[FOM] Concerning proof, truth, and certainty in mathematics
Vaughan Pratt
pratt at cs.stanford.edu
Mon Aug 2 13:18:38 EDT 2010
On 8/1/2010 4:23 PM, Harvey Friedman wrote:
> In practice, both the method of professional mathematical interaction
> and publication, as well as the laying down of the accepted axioms is
> already enough to prevent any dispute about correctness of proofs from
> lasting very long. This is exactly the opposite situation in all other
> intellectual endeavors.
> [...]
> For the largest compendium of actual formally perfect proofs, look up
> MIZAR.
Indeed. As a rebuttal to Epstein, Mizar is hard to beat.
> On Jul 31, 2010, at 9:30 PM, ARF (Richard L. Epstein) wrote:
>> If mathematics is a body of truths, with certain knowledge of them,
>> then such knowledge is the same
>> kind as theological knowledge.
>
> This is false. Mathematical knowledge is vastly different than what
> transpires in theology.
Is the distinction so clear cut? Why couldn't St. Augustine's proof of
the existence of God be rendered in MIZAR? Or if not MIZAR then in de
Bruijn's AUTOMATH?
Harvey's response brings to mind Gordan's initial response to Hilbert's
finiteness theorem, "Das ist nicht Mathematik. Das ist Theologie."
But after the general acceptance of Hilbert's nonconstructive proof,
Gordan allowed that theology had its merits after all.
Theology has in common with mathematics the axiomatic method. For
example the Nicene creed of 325 AD sets out those postulates of
Christianity which are to be taken on faith, and from which further
inferences may be drawn. Theological heresy is the substitution of
other axioms inconsistent with the established dogma.
And yet there is something about theology that we all recognize as
"vastly different" from mathematics. What is the essence of that
difference if not in the use of axioms and deductive reasoning?
The mathematician's gut instinct is to dismiss theology as lacking the
precision of argument needed for reliable mathematics. But this is
almost surely based on encounters with the amateur theologians
encountered in the pulpit, on blogs, etc. To judge theology that way
instead of analyzing the reasoning in the proceedings of a modern
theological conference is like judging our understanding of global
warming from Conservapedia's take on it instead of say the ninth edition
of Donald C. Ahren's "Meteorology Today."
I would think the essential difference is in the choice of concepts.

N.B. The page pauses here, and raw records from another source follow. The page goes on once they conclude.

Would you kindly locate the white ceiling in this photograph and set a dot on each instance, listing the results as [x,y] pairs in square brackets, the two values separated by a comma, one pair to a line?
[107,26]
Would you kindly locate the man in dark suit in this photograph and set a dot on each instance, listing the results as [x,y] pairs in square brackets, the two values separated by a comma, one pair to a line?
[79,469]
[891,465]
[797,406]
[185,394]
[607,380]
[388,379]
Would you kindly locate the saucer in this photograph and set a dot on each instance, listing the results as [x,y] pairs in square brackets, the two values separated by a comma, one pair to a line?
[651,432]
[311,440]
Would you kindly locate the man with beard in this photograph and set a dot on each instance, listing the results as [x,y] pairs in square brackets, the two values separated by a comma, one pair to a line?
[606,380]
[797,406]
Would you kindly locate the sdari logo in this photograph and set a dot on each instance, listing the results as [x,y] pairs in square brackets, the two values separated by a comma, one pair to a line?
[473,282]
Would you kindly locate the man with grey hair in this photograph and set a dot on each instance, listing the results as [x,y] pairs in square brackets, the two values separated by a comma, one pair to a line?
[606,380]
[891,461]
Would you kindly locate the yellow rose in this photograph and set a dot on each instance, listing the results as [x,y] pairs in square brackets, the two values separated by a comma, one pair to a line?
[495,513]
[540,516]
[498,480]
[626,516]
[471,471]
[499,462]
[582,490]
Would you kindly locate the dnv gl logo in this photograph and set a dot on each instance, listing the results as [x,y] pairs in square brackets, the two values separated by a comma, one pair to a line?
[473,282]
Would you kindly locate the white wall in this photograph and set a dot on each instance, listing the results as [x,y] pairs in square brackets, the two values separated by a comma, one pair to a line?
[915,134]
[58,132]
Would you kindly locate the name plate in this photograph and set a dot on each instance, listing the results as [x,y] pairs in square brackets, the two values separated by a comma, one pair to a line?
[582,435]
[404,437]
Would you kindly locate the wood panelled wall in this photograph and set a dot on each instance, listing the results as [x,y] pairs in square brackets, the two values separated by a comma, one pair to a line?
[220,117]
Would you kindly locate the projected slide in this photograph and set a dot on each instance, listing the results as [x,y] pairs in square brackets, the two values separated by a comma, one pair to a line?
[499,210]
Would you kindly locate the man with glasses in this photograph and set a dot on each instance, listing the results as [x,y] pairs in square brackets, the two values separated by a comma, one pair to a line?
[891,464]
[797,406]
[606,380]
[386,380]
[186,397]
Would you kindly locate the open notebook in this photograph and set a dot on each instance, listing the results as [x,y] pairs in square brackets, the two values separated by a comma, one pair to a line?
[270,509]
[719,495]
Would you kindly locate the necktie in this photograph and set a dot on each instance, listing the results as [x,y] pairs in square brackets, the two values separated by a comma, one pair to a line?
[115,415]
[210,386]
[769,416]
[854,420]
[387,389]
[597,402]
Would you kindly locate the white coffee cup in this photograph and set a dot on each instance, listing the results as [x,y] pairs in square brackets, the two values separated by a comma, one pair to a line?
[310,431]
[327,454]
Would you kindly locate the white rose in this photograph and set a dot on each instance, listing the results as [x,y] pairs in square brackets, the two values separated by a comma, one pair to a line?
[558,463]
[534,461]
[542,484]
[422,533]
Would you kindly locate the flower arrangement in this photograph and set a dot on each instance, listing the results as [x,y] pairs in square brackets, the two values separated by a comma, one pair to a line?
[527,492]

Whereas mathematics is about the sorts of abstractions that arise in
geometry, analysis, and combinatorics, theology is more about divinity
and spirituality. The latter are certainly not central concepts of
mathematics and, to many if not most mathematicians, of no mathematical
interest at all.
So whereas I would agree with HF that theology is different from
mathematics by virtue of its focus on mathematically uninteresting
concepts, I would agree with ARF that mathematics as "a body of truths,
with certain knowledge of them" shares that trait with theology to the
extent that their respective professionals both strive for precision of
argument from axioms to conclusions.
The agreements and disagreements can be summarized with respect to the
following two links,
Mathematics <---> certain knowledge <---> theology
along with their composite from mathematics directly to theology.
ARF and HF would appear to be in agreement on the absence of the
composite link, but differ on which component of the composite to break:
Richard denies the first while affirming the second, Harvey does the
opposite.
I argued above for the simultaneous possibility of both links, and
therefore that of their composite. I would take ARF's and HF's
arguments as evidence against the necessity of either link, with the
common element of those arguments appearing to be that one of the two
links holds yet the composite fails, whence the other link must fail.